Con la variante sono previsti oltre duemila nuovi appartamenti, a fronte di una popolazione in calo, e l’edificazione di spazi che potrebbero essere preziosi per la riqualificazione della città o che, addirittura, già sono aree verdi o di servizio.

La battaglia però non è ancora perduta né conclusa: esiste la strada del ricorso al tribunale amministrativo regionale (TAR) che può determinare l’annullamento del provvedimento.

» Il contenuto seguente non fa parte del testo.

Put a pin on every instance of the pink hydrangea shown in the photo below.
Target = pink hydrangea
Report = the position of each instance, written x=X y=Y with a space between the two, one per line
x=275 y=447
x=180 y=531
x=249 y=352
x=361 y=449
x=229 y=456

Tale procedura è stata già intrapresa con la notifica dell’atto di impugnazione, effettuata in data 17 febbraio 2010, in coincidenza con la pubblicazione sul B.U.R.T. della deliberazione dell’11 dicembre 2009 del Consiglio Comunale avente ad oggetto l’ approvazione della Variante. A breve il ricorso verrà depositato presso la segreteria dell’organo giurisdizionale, con la richiesta di fissazione udienza.

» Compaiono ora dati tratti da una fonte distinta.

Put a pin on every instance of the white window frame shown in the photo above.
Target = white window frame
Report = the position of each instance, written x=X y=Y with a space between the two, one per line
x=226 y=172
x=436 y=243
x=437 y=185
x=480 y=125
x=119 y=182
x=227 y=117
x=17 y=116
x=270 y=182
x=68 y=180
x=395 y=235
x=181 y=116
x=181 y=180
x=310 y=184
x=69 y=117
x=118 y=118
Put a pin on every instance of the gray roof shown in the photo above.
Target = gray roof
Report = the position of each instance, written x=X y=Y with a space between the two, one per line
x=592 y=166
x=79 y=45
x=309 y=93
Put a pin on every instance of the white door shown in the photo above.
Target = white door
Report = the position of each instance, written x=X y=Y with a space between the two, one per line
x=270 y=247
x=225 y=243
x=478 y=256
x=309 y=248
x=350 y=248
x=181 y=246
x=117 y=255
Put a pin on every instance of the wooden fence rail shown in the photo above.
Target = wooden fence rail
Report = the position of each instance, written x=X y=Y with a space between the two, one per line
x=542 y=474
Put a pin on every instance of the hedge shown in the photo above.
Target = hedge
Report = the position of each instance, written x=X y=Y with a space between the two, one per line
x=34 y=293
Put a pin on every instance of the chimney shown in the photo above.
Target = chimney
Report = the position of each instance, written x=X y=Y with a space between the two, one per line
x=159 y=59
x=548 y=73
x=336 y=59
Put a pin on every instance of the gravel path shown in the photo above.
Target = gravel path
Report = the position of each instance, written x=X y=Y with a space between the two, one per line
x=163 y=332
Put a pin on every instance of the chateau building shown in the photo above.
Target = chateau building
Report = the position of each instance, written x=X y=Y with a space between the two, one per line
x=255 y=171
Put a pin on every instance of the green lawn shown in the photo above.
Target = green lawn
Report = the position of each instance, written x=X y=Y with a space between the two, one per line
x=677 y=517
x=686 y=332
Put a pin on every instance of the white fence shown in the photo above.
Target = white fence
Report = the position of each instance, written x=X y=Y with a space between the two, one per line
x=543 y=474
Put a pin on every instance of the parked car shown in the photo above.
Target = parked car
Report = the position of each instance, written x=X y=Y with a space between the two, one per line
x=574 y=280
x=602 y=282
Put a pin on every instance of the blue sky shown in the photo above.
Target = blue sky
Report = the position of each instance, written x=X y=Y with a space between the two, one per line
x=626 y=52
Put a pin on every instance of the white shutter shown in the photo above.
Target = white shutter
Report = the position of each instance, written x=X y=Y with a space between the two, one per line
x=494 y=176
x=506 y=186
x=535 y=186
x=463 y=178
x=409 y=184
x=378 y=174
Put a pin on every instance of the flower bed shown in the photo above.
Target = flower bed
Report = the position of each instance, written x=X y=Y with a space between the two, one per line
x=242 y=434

Ottenendo l’annullamento del provvedimento nel suo complesso decadrebbero anche quei provvedimenti di ambito più limitato contro cui erano state proposte le osservazioni che – seppure prive di specifiche motivazioni di carattere amministrativo – avrebbero comunque richiesto una più meditata trattazione in sede di controdeduzioni, sotto il profilo dell’istruttoria che conduce ad ogni scelta urbanistica. Essa, infatti, sebbene discrezionale, deve essere sempre supportata da idonea motivazione collegata all’interesse pubblico
Ricordiamo i principali:
-costruzione di nuove abitazioni nel parco di Sant’Ermete (via Socci);
-ennesimo intervento di edilizia popolare al CEP, al posto degli impianti sportivi;
-intervento di edificazione al posto di un’area verde in via Prinetti (le Piagge), con l’apertura di una nuova strada;
-demolizione del complesso Concetto Marchesi con spostamento del complesso scolastico e parziale sostituzione con residenze;
-trasformazione di via Marco Polo da via residenziale a strada di scorrimento;
-realizzazione di una nuova strada parallela a via di Pratale e relativa urbanizzazione;
-realizzazione di nuove residenze al posto dello stadio (P. a Lucca);
-aumento del carico previsto (spostamento Concetto Marchesi e uff. Regione) nell’area verde che avrebbe dovuto essere il Parco Centrale di Cisanello;
-nuove residenze al posto dell’area verde in via F.lli Antoni;
-numerose altre realizzazioni di residenze sparse per la città: via Cuppari, via Venezia Giulia, via Norvegia, via di Gello, via Rizzo,

A fronte di tutto questo Legambiente, gli altri comitati spontaneamente costituiti, e singoli cittadini hanno deciso di percorrere questa strada, considerato il gran numero di forzature formali che la variante ha compiuto, e chiedono ai cittadini di sostenere fattivamente l’iniziativa del ricorso al TAR. Per spiegare il perchè di questa iniziativa, e per raccogliere i contributi in suo sostegno, nelle prossime settimane saranno organizzate assemblee pubbliche in vari quartieri.